In short, yes, you are correct, and I was brainfarting - for talismans (only!), the "largest component only" approach is best.

You are indeed reading it wrong. (But, if it's any consolation, you are not alone in this misreading - it's not clearly written, and this crops up at least once a year or more. The latest seems to have been in February: https://forum.atlas-games.com/t/talisman-opening/5517/1.)

In the passage you cite, the "capacity" is for "enchanting" a talisman - but before you have a talisman to enchant, you must first "prepare" that object for enchantment (as per p 97). The key passage is on page 98, col i, par 3 -

"You can only attune an item as your talisman if you prepared it for enchantment yourself..."(emphasis added)

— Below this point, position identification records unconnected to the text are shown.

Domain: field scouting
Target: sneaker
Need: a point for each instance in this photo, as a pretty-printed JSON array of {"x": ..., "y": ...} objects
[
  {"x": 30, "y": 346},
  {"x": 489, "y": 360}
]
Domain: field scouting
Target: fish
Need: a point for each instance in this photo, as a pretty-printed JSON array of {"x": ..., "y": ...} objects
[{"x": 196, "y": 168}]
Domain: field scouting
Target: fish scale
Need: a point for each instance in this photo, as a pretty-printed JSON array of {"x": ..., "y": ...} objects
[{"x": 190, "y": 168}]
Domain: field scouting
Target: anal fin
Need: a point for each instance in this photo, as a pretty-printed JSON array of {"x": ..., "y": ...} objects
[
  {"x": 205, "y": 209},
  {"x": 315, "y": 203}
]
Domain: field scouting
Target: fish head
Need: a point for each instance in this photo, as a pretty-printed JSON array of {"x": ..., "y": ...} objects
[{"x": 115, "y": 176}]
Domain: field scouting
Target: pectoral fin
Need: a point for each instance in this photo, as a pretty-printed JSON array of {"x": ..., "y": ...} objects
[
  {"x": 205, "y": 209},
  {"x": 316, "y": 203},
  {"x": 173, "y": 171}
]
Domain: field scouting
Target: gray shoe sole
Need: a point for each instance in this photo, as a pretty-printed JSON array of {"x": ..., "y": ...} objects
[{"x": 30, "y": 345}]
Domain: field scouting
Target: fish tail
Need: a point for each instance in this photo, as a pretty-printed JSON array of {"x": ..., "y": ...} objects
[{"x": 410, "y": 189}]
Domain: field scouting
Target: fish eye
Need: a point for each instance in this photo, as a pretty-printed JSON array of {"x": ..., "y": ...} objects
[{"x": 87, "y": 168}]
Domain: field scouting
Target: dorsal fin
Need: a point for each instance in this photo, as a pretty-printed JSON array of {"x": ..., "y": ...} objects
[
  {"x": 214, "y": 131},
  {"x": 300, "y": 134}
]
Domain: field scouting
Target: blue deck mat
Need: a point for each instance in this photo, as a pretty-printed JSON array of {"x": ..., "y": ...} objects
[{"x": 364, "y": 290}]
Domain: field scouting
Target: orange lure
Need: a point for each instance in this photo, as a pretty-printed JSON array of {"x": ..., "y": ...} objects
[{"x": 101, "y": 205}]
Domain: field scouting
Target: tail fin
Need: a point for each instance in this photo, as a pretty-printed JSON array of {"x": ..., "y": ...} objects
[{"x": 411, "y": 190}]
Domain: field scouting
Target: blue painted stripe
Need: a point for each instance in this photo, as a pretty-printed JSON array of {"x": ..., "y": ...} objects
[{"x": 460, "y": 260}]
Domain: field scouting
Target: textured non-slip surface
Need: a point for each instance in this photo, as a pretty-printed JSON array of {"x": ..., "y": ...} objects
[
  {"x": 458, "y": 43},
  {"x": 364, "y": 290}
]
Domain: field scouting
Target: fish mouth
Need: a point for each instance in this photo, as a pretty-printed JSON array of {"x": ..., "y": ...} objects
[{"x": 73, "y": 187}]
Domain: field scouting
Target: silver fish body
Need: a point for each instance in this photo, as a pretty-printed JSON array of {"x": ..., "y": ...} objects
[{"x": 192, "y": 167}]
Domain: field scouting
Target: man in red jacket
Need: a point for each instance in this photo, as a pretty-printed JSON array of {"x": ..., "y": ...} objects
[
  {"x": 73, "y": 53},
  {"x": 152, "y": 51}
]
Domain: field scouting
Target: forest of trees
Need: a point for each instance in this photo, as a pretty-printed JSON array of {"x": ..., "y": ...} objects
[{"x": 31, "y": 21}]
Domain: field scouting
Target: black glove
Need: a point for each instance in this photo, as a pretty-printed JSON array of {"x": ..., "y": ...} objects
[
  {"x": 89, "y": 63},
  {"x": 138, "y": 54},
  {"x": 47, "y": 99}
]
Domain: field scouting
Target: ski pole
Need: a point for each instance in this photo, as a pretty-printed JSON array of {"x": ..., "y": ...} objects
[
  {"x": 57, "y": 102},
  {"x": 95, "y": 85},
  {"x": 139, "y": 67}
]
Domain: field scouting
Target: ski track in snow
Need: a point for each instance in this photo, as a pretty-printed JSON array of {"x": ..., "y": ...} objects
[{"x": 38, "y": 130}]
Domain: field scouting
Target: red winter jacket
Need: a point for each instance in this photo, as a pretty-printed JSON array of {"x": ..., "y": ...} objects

The passage you cite refers to adding enchantments to an existing talisman, as opposed to instilling those same effects into some random invested enchanted item. Putting enchantments in talismans is much faster, is not limited to "max pawns = pawns used to open", and can be done a bit at a time - something that preparing an item for enchantment clearly does not allow.

This is the common approach, but in practice, since it takes at least 1 season to attune it to any single bonus (even if that season is one where an enchantment is added), a talisman rarely sees more than a dozen bonuses attuned, and often less than half that number. So, while "more is better", there is a practical (if not precisely predictable) limit to when some "more" just never gets used.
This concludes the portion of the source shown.